Le nombre des morts ajoute sans doute beaucoup à la calamité d’une nation, mais rien à l’atrocité du crime. Vous prétendez, homme charitable, que la religion n’eut aucune part à ce petit mouvement populaire. Oubliez-vous le tableau que le pape Grégoire XIII fit placer dans le Vatican, et au bas duquel était écrit : Pontifex Colignii necem probat ? Oubliez-vous sa procession solennelle de l’église Saint-Pierre à l’église Saint-Louis, le Te Deum qu’il fit chanter, les médailles qu’il fit frapper pour perpétuer la mémoire de l’heureux carnage de la Saint-Barthélemy[1] ? Vous n’avez peut-être pas vu ces médailles ; j’en ai vu entre les mains de M. l’abbé de Rothelin[2]. Le pape Grégoire y est représenté d’un côté, et de l’autre c’est un ange qui tient une croix dans la main gauche, et une épée dans la droite. En voilà-t-il assez, je ne dis pas pour vous convaincre, mais pour vous confondre ?

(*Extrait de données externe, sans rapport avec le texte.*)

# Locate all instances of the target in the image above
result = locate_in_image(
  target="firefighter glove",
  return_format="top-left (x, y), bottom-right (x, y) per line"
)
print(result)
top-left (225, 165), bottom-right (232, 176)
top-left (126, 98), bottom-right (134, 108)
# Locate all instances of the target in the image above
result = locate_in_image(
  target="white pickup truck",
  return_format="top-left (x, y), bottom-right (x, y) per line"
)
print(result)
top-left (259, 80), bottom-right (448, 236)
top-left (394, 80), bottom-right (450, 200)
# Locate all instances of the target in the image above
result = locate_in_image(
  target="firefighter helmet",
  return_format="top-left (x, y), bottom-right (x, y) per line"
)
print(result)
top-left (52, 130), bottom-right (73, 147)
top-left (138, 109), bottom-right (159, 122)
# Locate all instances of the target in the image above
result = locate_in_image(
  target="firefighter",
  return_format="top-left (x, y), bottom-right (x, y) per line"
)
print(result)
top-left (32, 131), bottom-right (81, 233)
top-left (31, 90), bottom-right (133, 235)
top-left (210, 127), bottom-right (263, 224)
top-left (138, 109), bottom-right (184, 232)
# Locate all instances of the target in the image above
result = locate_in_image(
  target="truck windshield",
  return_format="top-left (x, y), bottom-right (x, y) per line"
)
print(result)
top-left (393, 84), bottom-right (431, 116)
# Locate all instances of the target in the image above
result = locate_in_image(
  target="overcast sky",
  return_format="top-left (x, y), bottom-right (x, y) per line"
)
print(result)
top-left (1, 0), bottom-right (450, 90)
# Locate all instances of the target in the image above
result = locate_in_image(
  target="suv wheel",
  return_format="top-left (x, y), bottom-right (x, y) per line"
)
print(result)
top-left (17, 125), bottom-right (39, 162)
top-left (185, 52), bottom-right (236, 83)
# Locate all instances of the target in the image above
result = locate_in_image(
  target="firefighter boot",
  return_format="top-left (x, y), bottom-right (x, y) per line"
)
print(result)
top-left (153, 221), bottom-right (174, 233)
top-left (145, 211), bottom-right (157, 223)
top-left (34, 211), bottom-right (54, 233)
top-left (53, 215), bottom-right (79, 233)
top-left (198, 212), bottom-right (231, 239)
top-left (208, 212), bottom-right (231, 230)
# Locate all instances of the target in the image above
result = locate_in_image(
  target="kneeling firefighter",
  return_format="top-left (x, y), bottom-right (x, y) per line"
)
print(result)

La conjuration des Irlandais catholiques contre les protestants, sous Charles Ier, en 1641, est une fidèle imitation de la Saint-Barthélemy. Des historiens anglais contemporains, tels que le chancelier Clarendon et un chevalier Jean Temple, assurent qu’il y eut cent cinquante mille hommes de massacrés. Le parlement d’Angleterre, dans sa déclaration du 25 juillet 1643, en compte quatre-vingt mille[3] ; mais M. Brooke[4], qui paraît très-instruit, crie à l’injustice dans un petit livre que j’ai entre les mains. Il dit qu’on se plaint à tort ; et il semble prouver assez bien qu’il n'y eut que quarante mille citoyens d’immolés à la religion, en y comprenant les femmes et les enfants.
J’omets ici un grand nombre de proscriptions particulières. Les petits désastres ne se comptent point dans les calamités générales ; mais je ne dois point passer sous silence la proscription des habitants des vallées du Piémont, en 1655.
C’est une chose assez remarquable dans l’histoire que ces
- ↑ Voyez tome XV, page 529.
- ↑ Littérateur et numismate, 1691-1744 ; il avait rapporté d’Italie une très-belle collection de médailles.
- ↑ L’impression de 1766 disait cent cinquante mille : ce qui n’était qu’une faute d’impression corrigée en 1771. (B.)
- ↑ Littérateur irlandais que Voltaire a déjà cité.